"Do it what way?"

"The way I say. If you and Rosie get married, she shall have five thousand a year of her own."

"From you?"

Thor nodded.

The younger brother looked at the elder curiously. It was a long minute before he spoke. "If it's to help me out, why don't I have it? I'm your brother. I should think I'd be the one."

"Because I'd rather do it that way. It would be a means of evening things up. It would make her more like your equal. You know as well as I do that father and mother will kick like blazes; but if Rosie has money—"

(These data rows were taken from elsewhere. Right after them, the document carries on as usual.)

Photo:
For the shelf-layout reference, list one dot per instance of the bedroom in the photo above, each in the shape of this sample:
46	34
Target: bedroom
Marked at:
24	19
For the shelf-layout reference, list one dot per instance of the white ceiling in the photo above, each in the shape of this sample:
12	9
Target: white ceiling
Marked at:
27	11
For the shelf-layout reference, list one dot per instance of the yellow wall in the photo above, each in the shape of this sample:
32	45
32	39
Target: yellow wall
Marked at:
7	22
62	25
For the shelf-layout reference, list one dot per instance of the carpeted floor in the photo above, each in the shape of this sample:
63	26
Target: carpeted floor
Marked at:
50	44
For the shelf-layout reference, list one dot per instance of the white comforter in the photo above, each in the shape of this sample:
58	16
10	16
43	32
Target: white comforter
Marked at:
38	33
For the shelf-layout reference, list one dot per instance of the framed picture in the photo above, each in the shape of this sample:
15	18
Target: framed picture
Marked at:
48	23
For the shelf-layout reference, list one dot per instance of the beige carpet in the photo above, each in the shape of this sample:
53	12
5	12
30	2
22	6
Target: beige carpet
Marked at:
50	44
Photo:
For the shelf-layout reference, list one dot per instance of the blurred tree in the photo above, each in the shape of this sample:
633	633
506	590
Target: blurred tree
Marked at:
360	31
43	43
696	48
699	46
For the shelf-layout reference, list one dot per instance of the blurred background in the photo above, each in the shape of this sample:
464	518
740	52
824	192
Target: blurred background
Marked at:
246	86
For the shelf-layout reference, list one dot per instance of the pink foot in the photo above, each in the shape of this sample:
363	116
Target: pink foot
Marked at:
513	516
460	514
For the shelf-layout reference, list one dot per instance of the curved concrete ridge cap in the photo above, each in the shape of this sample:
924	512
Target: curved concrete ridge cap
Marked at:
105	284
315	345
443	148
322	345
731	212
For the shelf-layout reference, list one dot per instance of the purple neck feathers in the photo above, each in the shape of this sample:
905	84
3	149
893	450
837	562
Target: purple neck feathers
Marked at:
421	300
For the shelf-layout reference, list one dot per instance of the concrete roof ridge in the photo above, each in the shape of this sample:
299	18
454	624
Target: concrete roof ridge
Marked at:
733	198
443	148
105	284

"If Rosie has money they'll know she gets it from somewhere. They won't think it comes down to her out of heaven."

"They can think what they like. They needn't know that I have anything to do with it. They know you haven't got five thousand a year, and if she has—why, there'll be the solid cash to convince them. The whole thing will be a pill for them; but if it's gilded—"

Claude's knees were drawn up in the bed, his hands clasped about them. Thor noticed the strangeness of his expression, but he was unprepared for his words when they came out. "Say, Thor, you're not in love with her yourself, are you?"

Owing to what he believed to be the perfection of his acting, it was the question Thor had least expected to be called on to answer. He knew he was turning white or green, and that his smile when he forced it was nothing but a ghastly movement of the mouth. It was his turn to gain time, but he could think of nothing more forcible than, "What makes you ask me that?"